1 Cf. 504 a, 505 f, supra.

2 Cf. Protagoras, 342 e.

3 That is, they speak, as the acontist throws, with the sure aim which puts the adversary to rout with a single cast.

4 Cf. Life of Lycurgus, xix. (51 d-e).

5 Cf. Diodorus, v. 33. 4.

6 Cf. Tryphon apud Spengel, Rhetores Graeci, iii. p. 202; Quintilian, viii. 6. 52; Dionysius the Younger upon being expelled from Syracuse (cf. Moralia, 783 d) kept a school in Corinth. The expression is somewhat like saying, ‘Remember St. Helena.’

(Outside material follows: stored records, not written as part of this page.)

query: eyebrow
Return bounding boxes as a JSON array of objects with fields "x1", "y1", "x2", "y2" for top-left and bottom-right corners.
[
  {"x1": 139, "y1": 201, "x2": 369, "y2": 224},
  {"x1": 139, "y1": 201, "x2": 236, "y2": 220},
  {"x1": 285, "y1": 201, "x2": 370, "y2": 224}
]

7 Cf. Life of Demetrius, xlii. (909 c); Moralia, 233 e. In Moralia, 216 b, Agis (the Younger?) makes the remark to Philip.

8 Cf. Moralia, 408 e, 385 d, 164 b; Pausanias, x. 24. 1; Tryphon, l.c.; Plato, Charmides, 165 a.

9 Cf. Moralia, 164 b.

10 As though derived from λοξός, ‘slanting,’ ‘ambiguous’; and see Roscher, s.v.

11 Cf. Diogenes Laertius, vii. 66.

12 Diels, Frag. d. Vorsokratiker 5, i. p. 144, A 3 b.

13 Cf. Moralia, 174 f and Nachstädt's note ad loc.